本作は激しいアクション等はなくてゆる〜りとしているのにぐんぐん惹きこまれたミステリー作品。
最後まで目が離せなかった。
もちろんイ・チャンドン監督作は初めて。
後で知ったけれど村上春樹氏が1983年に発表した短編小説「納屋を焼く」を原作をアレンジした映画なのですね。

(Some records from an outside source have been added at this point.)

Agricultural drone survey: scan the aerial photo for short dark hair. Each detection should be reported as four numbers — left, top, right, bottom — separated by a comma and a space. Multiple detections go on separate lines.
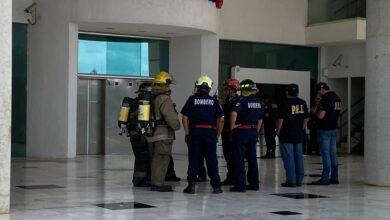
287, 84, 299, 96
316, 82, 329, 91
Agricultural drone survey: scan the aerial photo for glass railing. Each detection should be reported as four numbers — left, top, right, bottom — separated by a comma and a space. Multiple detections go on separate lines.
308, 0, 366, 25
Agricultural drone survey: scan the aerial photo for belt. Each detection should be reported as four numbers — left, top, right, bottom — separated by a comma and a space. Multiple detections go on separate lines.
191, 125, 216, 129
235, 125, 257, 129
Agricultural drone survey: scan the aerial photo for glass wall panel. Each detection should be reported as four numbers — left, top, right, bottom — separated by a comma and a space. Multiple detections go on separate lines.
308, 0, 366, 25
219, 40, 318, 98
78, 34, 169, 77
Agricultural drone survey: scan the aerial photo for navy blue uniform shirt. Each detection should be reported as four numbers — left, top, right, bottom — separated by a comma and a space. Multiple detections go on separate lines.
233, 95, 262, 125
181, 91, 224, 126
277, 97, 309, 144
317, 91, 342, 130
222, 95, 239, 130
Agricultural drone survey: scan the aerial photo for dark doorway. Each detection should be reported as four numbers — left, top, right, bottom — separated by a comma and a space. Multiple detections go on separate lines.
12, 23, 28, 157
256, 83, 287, 106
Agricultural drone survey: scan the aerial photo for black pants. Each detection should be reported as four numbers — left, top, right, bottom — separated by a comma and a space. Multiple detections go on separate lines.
129, 134, 150, 186
264, 127, 276, 157
307, 128, 320, 155
222, 131, 235, 182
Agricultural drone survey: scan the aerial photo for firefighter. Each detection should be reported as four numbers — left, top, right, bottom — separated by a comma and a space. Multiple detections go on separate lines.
118, 82, 152, 187
181, 75, 224, 194
145, 72, 181, 192
230, 79, 263, 192
221, 78, 240, 185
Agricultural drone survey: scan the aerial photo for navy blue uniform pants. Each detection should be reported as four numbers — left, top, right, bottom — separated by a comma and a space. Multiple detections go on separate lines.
187, 128, 221, 188
222, 131, 235, 182
233, 129, 259, 190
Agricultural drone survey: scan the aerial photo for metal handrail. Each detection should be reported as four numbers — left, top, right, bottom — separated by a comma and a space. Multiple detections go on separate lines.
338, 97, 365, 144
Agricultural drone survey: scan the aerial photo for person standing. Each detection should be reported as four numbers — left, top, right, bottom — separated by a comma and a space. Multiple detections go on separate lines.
230, 79, 263, 192
181, 75, 224, 194
145, 72, 181, 192
306, 96, 321, 155
276, 84, 309, 187
310, 83, 342, 185
260, 94, 277, 159
119, 82, 152, 187
221, 78, 240, 185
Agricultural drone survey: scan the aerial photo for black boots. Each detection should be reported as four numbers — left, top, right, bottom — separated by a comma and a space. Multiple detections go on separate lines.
150, 185, 173, 192
183, 183, 223, 194
183, 183, 196, 194
165, 175, 181, 182
213, 187, 223, 194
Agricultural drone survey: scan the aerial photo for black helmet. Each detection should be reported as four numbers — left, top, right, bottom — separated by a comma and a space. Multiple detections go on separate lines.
137, 82, 153, 93
240, 79, 258, 91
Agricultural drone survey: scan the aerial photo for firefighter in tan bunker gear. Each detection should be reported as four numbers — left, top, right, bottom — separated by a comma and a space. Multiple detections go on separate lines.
146, 72, 181, 192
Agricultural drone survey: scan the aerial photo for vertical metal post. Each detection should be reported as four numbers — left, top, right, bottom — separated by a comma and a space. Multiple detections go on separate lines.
347, 76, 352, 154
86, 80, 90, 155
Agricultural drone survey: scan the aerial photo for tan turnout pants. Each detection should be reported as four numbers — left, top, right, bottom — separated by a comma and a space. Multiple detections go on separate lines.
149, 140, 172, 186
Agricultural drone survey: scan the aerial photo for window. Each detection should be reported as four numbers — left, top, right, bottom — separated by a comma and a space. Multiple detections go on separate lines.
78, 34, 169, 77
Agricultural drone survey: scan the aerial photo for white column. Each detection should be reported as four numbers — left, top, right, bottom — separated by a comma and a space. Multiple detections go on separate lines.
0, 0, 12, 213
365, 0, 390, 186
169, 34, 219, 154
27, 0, 77, 158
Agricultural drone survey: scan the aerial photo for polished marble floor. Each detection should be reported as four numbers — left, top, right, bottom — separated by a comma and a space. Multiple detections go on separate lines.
1, 154, 390, 219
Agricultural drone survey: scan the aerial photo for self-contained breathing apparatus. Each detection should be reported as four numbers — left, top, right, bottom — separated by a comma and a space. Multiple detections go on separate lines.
117, 82, 158, 137
118, 97, 137, 137
136, 88, 155, 137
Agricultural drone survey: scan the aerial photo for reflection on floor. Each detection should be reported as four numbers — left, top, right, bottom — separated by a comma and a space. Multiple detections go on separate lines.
3, 154, 390, 219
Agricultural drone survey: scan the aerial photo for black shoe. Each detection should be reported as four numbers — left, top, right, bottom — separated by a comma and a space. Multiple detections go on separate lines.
308, 179, 330, 186
183, 183, 196, 194
281, 182, 296, 187
165, 176, 181, 182
260, 155, 270, 159
246, 185, 259, 191
213, 187, 223, 194
330, 179, 339, 185
196, 176, 207, 182
269, 154, 276, 159
221, 179, 234, 186
230, 187, 246, 192
296, 183, 302, 187
133, 181, 151, 187
150, 185, 173, 192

そう観ると色々深い意味がありそう。原作読んでないなぁ。
アフリカのリトルハンガーとグレートハンガーの話や古いビニールハウスを焼く話はなんだか哲学的にも感じた。
小説家志望の青年ジョンスと幼なじみの女性ヘミ。
彼女がアフリカ旅行へ行く間の飼い猫の世話を頼まれるジョンス。
ヘミはアフリカで知り合ったという男を連れて帰って来る。
その男ベンはギャツビー族で何でも手に入る大金持ち。
貧しいけどヘミに信頼されるジョンス。
彼らはどちらがグレートハンガーなのだろう?
もう一度みたくなる。
ヘミが忽然と消えてしまう終盤。
必死に探すジョンスを通して想像力を掻き立てられた。
真実ははっきりとは語られず、夕焼けのように曖昧。
何日も経ってから、あれはジョンスの書いた小説なのかーと気づいてにんまりした。
もやもやとした映画なのに、何故かまた観たいと思わせる不思議な作品。
カンヌ国際映画祭のコンペティション部門で国際批評家連盟賞を受賞した作品だそうです。